In 2005, I ran the race alone. Well, not alone of course. I had a couple of thousand other runners keeping me company, but I didn't have anyone really to share the experience with. When I crossed that finish line, having run much farther than I had before, farther than I believed I could, I wept with joy and satisfaction. I broke down without reservation, and that may have been the first step toward feeling a part of something. To appear weak in a crowd of people and be proud and not ashamed.

Ten years later I headed to the start line with five others, four of us jammed hip to hip in the back seat on the drive in. Three were basically strangers, but it was race morning and all barriers were down amidst the nervous excitement. It was below freezing at the start, but it didn't dampen anyone's resolve. We would join in the battle together, and we would finish. We lost each other almost immediately after the gun went off, but we were joined by others, their drumbeat of foot strikes providing a rhythm to the morning.

I ran a solid race. The time was almost unimportant, though I found some satisfaction in the clock. I came in just under my goal time, and more satisfyingly, I ran the second, hillier half in just about the same time as the first. I found that hidden reservoir to keep pressing even as the road grew long (and steep). Afterward, when we had all crossed the line, we got to share in the victory, each understanding what the other had been through. Community through shared experience.

I still struggle to get out the doors some days, and there are often more ticks on the clock by the time I finish, but running still has power in my life. Power to detach, power to connect, power to challenge and power to succeed. The power to bring me closer to friend and stranger alike.

Ten years on, the finish line was (almost) as sweet.

2005

2015

Number one and number ten



November 28, 2015

On the road(s) again



While I was down in San Diego, along with reconnecting with friends, I wanted to reconnect with running as well. I needed a kickstart, and I thought sunshine and beachfront scenery would do the trick.

My first run was a nice pairing of the connections. I went for a run with the other Sean on one of his regular loops up in Oceanside. It was great chatting with him, though it was between my slightly labored huffing and puffing. It didn't help that it was the longest run I had been on in five months, or that we had spent the previous evening catching up over (several) beers.

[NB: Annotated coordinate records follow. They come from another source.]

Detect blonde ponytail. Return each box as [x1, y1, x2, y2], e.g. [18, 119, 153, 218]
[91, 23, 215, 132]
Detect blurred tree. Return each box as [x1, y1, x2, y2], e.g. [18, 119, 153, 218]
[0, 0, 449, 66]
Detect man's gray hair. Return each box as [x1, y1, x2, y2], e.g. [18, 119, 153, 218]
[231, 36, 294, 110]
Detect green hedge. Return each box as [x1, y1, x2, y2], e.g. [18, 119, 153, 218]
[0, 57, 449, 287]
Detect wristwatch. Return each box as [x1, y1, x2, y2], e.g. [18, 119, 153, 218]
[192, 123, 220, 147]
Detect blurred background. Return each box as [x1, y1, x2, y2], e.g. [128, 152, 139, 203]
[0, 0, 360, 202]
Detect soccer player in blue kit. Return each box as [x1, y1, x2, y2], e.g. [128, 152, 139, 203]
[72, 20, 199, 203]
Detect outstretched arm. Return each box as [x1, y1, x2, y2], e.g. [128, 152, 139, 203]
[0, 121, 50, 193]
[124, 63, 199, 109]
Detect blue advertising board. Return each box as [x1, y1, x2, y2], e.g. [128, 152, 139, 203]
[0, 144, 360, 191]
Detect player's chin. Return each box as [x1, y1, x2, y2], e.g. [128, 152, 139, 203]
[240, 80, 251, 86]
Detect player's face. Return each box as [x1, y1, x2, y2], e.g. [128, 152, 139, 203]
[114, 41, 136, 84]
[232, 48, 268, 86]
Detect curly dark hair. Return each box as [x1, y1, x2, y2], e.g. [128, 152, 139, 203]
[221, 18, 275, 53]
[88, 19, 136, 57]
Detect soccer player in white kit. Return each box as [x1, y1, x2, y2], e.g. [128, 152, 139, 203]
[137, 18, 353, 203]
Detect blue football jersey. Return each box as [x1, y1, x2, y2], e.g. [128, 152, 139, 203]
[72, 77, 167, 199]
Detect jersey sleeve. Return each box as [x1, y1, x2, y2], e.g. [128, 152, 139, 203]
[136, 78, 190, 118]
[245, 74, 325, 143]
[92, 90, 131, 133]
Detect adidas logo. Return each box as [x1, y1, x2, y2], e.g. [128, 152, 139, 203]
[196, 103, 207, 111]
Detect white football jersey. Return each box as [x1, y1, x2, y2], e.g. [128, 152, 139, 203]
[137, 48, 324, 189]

Once I headed south to San Diego, I retraced some of my favorite routes over the next few days. I had picked a place steps away from the Mission Bay Loop, so running would as easy as stepping out the door. The loop around the whole bay is about fifteen miles, so I opted to only do the western half. The shorter seven miles was still pushing it for my current level of fitness, but the sun, surf and other fit bodies out running kept me pressing forward.

Over the next couple of days I ran up to Sunset Cliffs and then along the Mission Beach boardwalk. Getting back to regular exercise was of course part of the motivation, but running along those familiar paths again helped bring back all that was good about my time in San Diego. I found parts of myself I had neglected or forgotten in my time living there, and I found memory triggers of those feelings three years later in random places along the path.

Back at home, there is little sun or surf to tempt me outside, but it looks like I was able to bring a bit of that San Diego magic back with me. I have managed to get out eight times in the two weeks I have been back, so the habit is starting to feel ingrained once again. The half marathon scheduled for tomorrow also helped to add a little urgency to get my butt and feet back out on the road, but there seems to be more to it than that. I am starting to care again for this body I have been given. Though I am still struggling with the food aspect (especially during the holidays), when I am running regularly I start to look at food more as fuel than as a source of comfort, so hopefully that will begin to spill over.

In another moment this week, after returning from a lunchtime run, I walked over to the local coffee shop to grab some caffeine. Before even taking a sip, on the walk back I noticed the world seemed a little sharper, the colors a little brighter. An endorphin afterglow I suppose. Whatever it was, it felt like a veil lifting for just a moment to get a peek at what was on the other side, and confirmation that I have taken some positive steps down the right road.

November 11, 2015

A San Diego state of mind



I landed in San Diego on Thursday, and after finding my luggage that had arrived a day earlier, I hopped on the shuttle bus to the rental lot. I ended up with a basic Nissan coupe, with the most important features being great gas mileage and a place to plug in my iPod, as I would be on the road quite a bit. Though my new-to-me Honda is a noticeable improvement over the old truck, driving a new car highlights the fact that my "new" car is more than a decade old. New is just so tight, clean and appealing.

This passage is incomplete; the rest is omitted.